C# Multi-Layer Perceptron

C# Multi-Layer Perceptron

The perceptron, which is the basic building block of the neural network, was invented by Frank Rosenblatt in January 1957 at Cornell Aeronautical Laboratory, Inc at Buffalo, New York. This invention was the result of research titled “The perceptron — A perceiving and recognizing automaton.”

What is a perceptron in simple terms?

A Perceptron is a neural network unit that does certain computations to detect features or business intelligence in the input data. It is a function that maps its input “x,” which is multiplied by the learned weight coefficient, and generates an output value ”f(x).

Fundamental Perceptron Math

The math is in three parts;

Firstly the Feedforward where the summation of each weight multiplied by the input value is then added to a bias value.

y_{in}=b+X_1W_1+X_2W_2+X_3W_3+....

Next the activation or squishing function to bring the Yin into a 0,1 range.

S(x)=\frac 1 {1+e^{-x}}

Finally calculating the Weights Delta Change, where Alpha is the learning rate, t is the target and x is the input value.

\triangle W_1=\alpha tx_1 \\
\triangle W_2=\alpha tx_2 \\
\triangle W_3=\alpha tx_3 \\
\triangle W_4=\alpha tx_4 \\
\triangle b = \alpha t

Implementing the Network

To execute this simple neural network we need an array of training data in this case we have a training set of ten, 3 input samples. We also have a set of ten, 3 output samples. These describe the inputs along with their expected outputs. We can now create the neural network which requires 4 parameters to be passed;

  • The Number of Input Nodes
  • The Number of Nodes in the Hidden Layer
  • The Number of Output Nodes
  • The Learning Rate

The network we will create is as shown below where we have 3 inputs, 3 outputs and a hidden layer containing 4 nodes.

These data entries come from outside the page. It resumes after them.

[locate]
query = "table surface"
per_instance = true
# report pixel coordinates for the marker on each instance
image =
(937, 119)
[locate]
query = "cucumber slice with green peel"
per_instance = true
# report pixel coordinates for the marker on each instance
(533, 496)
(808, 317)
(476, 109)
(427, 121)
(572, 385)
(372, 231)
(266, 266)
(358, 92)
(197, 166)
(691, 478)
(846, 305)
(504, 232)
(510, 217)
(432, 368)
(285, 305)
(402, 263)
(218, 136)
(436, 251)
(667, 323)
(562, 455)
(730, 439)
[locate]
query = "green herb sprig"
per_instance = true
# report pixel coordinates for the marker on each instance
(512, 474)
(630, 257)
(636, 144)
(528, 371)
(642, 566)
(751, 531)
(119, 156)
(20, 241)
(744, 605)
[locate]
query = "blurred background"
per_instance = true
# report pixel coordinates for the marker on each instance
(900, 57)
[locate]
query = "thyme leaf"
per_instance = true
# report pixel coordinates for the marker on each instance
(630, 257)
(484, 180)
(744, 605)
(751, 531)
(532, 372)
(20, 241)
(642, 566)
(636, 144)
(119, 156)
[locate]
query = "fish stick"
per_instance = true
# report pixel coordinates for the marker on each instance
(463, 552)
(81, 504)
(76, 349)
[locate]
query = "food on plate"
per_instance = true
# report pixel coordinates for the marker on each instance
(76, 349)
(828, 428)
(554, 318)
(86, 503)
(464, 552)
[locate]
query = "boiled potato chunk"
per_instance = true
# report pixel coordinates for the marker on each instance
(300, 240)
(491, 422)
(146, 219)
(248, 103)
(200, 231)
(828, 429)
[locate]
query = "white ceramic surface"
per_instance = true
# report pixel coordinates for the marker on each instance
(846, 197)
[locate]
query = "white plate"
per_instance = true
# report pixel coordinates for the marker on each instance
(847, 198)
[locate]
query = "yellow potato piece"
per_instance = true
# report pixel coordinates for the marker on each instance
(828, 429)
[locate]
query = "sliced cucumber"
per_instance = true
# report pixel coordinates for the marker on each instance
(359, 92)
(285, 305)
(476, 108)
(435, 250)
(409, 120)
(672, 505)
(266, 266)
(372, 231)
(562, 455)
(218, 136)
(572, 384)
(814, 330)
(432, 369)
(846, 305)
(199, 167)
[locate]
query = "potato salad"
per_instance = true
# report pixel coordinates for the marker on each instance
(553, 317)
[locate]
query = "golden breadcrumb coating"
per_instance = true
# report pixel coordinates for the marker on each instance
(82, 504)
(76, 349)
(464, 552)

Next we can iterate forwards and backwards through the network 10,000 times each time refining the weights and hopefully arrive at a set of values that allow the network to generate output values that are close to the required values, based on the training data and the expected outputs.

Finally well print out the calculated outputs so we can see how close the network is to deriving the expected outputs.

By massaging the number of hidden layers, and the learning rate we can optimize the network to produce the expected output. once this is achieved we can feed the network a new set of data so it can calculate a new set of values.

using Perceptron;

double[][] inputs = {
    new double[] {0.1, 0.2, 0.3},
    new double[] {0.4, 0.5, 0.6},
    new double[] {0.7, 0.8, 0.9},
    new double[] {0.2, 0.3, 0.4},
    new double[] {0.5, 0.6, 0.7},
    new double[] {0.8, 0.9, 0.1},
    new double[] {0.3, 0.4, 0.5},
    new double[] {0.6, 0.7, 0.8},
    new double[] {0.9, 0.1, 0.2},
    new double[] {0.4, 0.5, 0.6}
};
double[][] targets = {
    new double[] {0.1, 0.2, 0.3},
    new double[] {0.4, 0.5, 0.6},
    new double[] {0.7, 0.8, 0.9},
    new double[] {0.2, 0.3, 0.4},
    new double[] {0.5, 0.6, 0.7},
    new double[] {0.8, 0.9, 0.1},
    new double[] {0.3, 0.4, 0.5},
    new double[] {0.6, 0.7, 0.8},
    new double[] {0.9, 0.1, 0.2},
    new double[] {0.4, 0.5, 0.6}
};

NeuralNetwork nn = new NeuralNetwork(3, 4, 3, 0.01);

for (int i = 0; i < 10000; i++)
{
    for (int j = 0; j < inputs.Length; j++)
    {
        double[] output = nn.FeedForward(inputs[j]);
        nn.Backpropagate(inputs[j], targets[j]);
    }
}

for (int i = 0; i < inputs.Length; i++)
{
    double[] output = nn.FeedForward(inputs[i]);
    Console.WriteLine("Output " + (i + 1) + ": " + string.Join(", ", output));
}

Neural Network

The code below builds the network and provides methods for forward and backward propagation. in this network were using the sigmoid activation function, this can be replaced by Relu or another one.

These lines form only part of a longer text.